Background/Purpose: Patients (pts) with rheumatoid arthritis (RA) often experience both substantial fatigue and a decline in their health-related physical and emotional well-being. Sirukumab is a human anti-IL-6 monoclonal antibody that selectively binds to the cytokine with high affinity, and is under development for RA and a number of other diseases. The effects of sirukumab on health-related physical and emotional well-being and fatigue were evaluated in 2 separate randomized, double-blind, placebo-controlled, multicenter global phase 3 studies in pts with RA refractory to conventional DMARDs (SIRROUND-D) or refractory or intolerant to anti-TNF therapy (SIRROUND-T). Pts may have been taking other biologics prior to both studies.

Methods: In both studies, eligible pts were randomized (1:1:1) to treatment with SC sirukumab 50 mg q4w, 100 mg q2w, or placebo q2w. The placebo-controlled portions of SIRROUND-D and -T were 52 and 24 wks, respectively; thus, results from both studies were examined at Wk 24 and are presented here. The primary objective of both studies was to evaluate the efficacy of sirukumab in the study-specific RA pt populations. Health-related physical and emotional well-being were evaluated as secondary endpoints using the SF-36 health survey, and fatigue evaluated using the FACIT-Fatigue scale. For SF-36 physical and mental component summary (PCS and MCS) scores, clinically meaningful improvement was defined as a ≥5-point increase from baseline (BL); for FACIT-Fatigue, clinically meaningful improvement was defined as a ≥4-point increase from BL.  
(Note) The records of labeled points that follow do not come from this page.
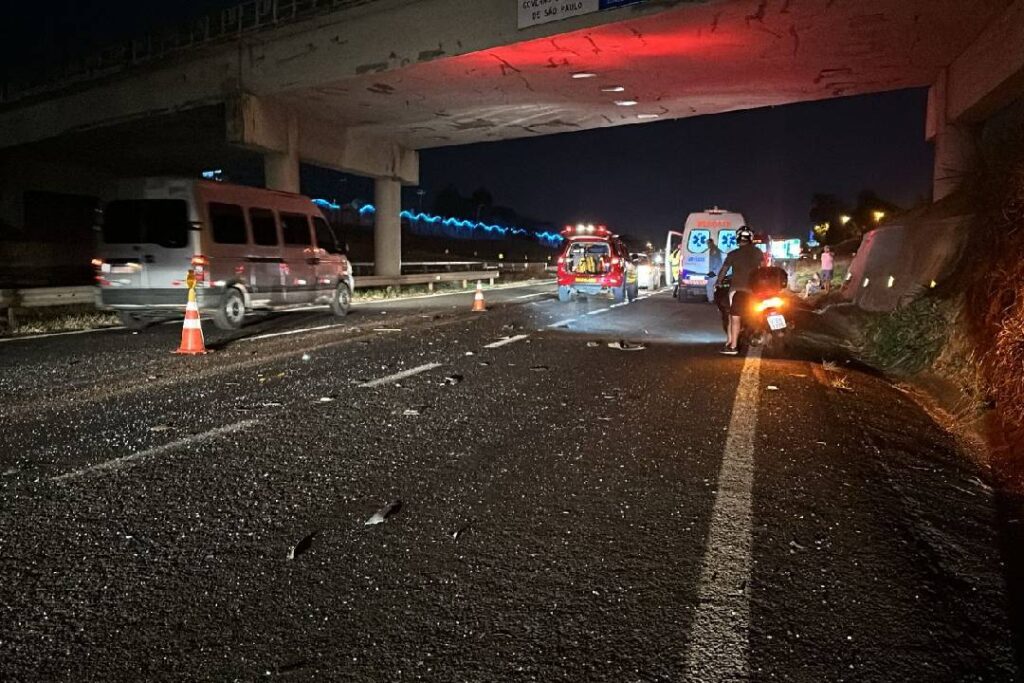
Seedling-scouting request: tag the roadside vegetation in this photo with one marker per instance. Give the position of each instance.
(970, 331)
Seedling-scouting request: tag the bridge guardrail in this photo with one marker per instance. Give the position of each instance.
(223, 26)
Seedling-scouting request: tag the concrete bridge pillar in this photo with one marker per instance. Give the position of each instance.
(955, 143)
(281, 168)
(387, 227)
(955, 153)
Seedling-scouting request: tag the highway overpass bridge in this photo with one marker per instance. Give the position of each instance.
(363, 85)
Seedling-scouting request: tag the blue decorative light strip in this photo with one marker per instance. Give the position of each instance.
(549, 238)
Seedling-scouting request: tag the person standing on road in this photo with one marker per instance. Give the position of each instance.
(826, 268)
(675, 267)
(714, 264)
(742, 262)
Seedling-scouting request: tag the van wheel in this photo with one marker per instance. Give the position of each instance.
(341, 301)
(135, 322)
(231, 311)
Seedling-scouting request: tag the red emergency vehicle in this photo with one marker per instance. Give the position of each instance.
(595, 261)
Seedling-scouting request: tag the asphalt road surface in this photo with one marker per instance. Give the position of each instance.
(550, 507)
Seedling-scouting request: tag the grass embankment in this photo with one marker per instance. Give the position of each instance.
(806, 269)
(970, 332)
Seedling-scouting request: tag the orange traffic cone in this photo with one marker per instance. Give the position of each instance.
(479, 305)
(192, 334)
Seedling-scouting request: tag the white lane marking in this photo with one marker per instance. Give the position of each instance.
(288, 333)
(399, 376)
(503, 342)
(124, 461)
(60, 334)
(719, 646)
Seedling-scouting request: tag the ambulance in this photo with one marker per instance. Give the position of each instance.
(691, 247)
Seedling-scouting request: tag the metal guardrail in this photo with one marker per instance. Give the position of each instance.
(365, 268)
(224, 26)
(427, 279)
(11, 300)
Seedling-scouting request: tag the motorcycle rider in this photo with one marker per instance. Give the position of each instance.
(742, 262)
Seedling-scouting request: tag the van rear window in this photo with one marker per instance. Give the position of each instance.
(698, 241)
(163, 222)
(228, 223)
(296, 229)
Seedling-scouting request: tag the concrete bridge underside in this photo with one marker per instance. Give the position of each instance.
(361, 90)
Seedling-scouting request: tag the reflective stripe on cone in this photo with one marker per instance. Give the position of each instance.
(192, 332)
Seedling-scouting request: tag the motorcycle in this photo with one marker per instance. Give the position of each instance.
(764, 324)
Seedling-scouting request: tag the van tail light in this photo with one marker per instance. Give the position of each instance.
(199, 264)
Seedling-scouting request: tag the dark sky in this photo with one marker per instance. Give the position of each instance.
(766, 164)
(641, 179)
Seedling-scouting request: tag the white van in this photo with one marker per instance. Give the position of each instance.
(717, 224)
(250, 248)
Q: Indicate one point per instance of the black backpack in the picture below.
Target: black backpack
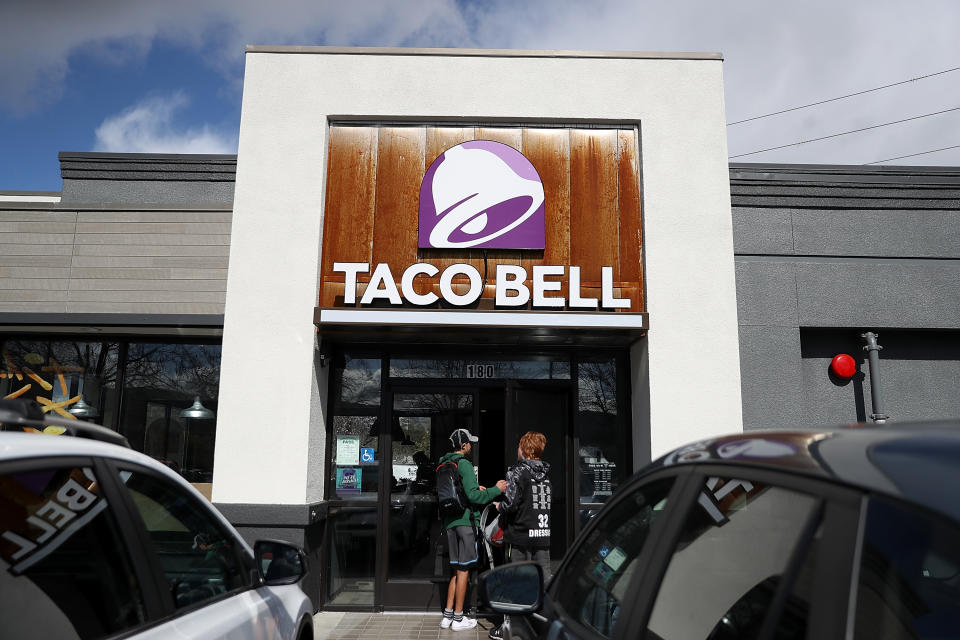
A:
(451, 498)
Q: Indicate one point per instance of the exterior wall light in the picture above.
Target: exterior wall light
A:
(197, 411)
(83, 411)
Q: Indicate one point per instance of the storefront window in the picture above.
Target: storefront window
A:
(603, 441)
(353, 554)
(170, 396)
(70, 379)
(359, 382)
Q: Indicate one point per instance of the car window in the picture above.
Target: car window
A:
(909, 578)
(731, 559)
(65, 571)
(199, 559)
(592, 585)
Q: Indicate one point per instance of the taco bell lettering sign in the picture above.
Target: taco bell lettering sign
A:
(481, 194)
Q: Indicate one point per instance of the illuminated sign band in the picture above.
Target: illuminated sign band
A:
(509, 284)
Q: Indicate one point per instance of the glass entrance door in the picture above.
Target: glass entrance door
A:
(416, 549)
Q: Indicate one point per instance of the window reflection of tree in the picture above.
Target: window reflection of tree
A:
(87, 367)
(193, 369)
(597, 388)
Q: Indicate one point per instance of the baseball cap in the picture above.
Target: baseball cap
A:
(461, 436)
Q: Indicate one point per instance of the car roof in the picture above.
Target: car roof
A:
(915, 461)
(15, 445)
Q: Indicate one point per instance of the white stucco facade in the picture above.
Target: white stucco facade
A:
(685, 380)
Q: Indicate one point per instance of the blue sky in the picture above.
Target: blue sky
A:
(166, 77)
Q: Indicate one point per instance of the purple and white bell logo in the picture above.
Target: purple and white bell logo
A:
(481, 194)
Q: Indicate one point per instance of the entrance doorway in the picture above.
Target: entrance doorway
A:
(416, 556)
(390, 424)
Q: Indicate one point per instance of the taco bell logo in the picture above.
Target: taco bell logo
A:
(481, 194)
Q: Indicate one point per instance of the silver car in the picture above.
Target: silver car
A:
(97, 540)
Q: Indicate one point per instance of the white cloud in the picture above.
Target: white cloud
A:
(777, 55)
(149, 127)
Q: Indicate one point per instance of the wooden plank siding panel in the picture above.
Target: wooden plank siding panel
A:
(631, 227)
(593, 203)
(511, 136)
(549, 152)
(35, 258)
(400, 157)
(350, 201)
(439, 139)
(591, 182)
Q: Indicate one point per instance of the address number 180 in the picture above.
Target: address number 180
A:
(481, 371)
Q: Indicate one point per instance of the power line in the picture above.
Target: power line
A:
(849, 95)
(844, 133)
(910, 155)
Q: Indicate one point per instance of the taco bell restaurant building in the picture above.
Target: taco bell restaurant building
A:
(417, 240)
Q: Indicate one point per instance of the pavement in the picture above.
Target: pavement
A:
(330, 625)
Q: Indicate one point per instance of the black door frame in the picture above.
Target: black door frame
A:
(391, 386)
(409, 594)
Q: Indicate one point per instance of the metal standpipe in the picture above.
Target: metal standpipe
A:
(873, 357)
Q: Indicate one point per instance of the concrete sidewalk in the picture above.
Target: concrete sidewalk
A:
(330, 625)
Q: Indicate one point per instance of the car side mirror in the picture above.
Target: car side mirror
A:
(279, 562)
(515, 588)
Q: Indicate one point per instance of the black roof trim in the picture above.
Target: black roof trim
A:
(794, 173)
(148, 166)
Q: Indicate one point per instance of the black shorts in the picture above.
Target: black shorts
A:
(462, 542)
Results:  A total of 1,670 and 878 pts in SIRROUND-D and -T, respectively, had evaluable data. In both studies, increases (improvements) from BL at Wk 24 in mean SF-36 PCS and MCS scores and all 8 SF-36 domain scores were significantly greater with either sirukumab dose level (50 mg q4w or 100 mg q2w) versus placebo (all P<0.02; Table). Similarly across both studies, significantly greater mean increases (improvements) from BL at Wk 24 were observed in the FACIT-Fatigue score with sirukumab (either dose) versus placebo (all P<0.001 [not adjusted for multiplicity]; Table). Improvements in SF-36 and FACIT-Fatigue scores with both sirukumab doses versus placebo were observed at Wk 8 through all time points to Wk 24 in both studies. In addition, across studies, the percentages of pts who achieved clinically meaningful improvements from BL at Wk 24 in SF-36 PCS and MCS scores, and in FACIT-Fatigue score were significantly higher with sirukumab (either dose) versus placebo (all P<0.02).

Conclusion: Treatment with sirukumab was associated with significant and clinically meaningful improvements from BL in health-related physical and emotional well-being and fatigue for pts with active RA who had not responded adequately to prior treatment, regardless of whether prior treatment was with conventional DMARDs or TNF inhibitors.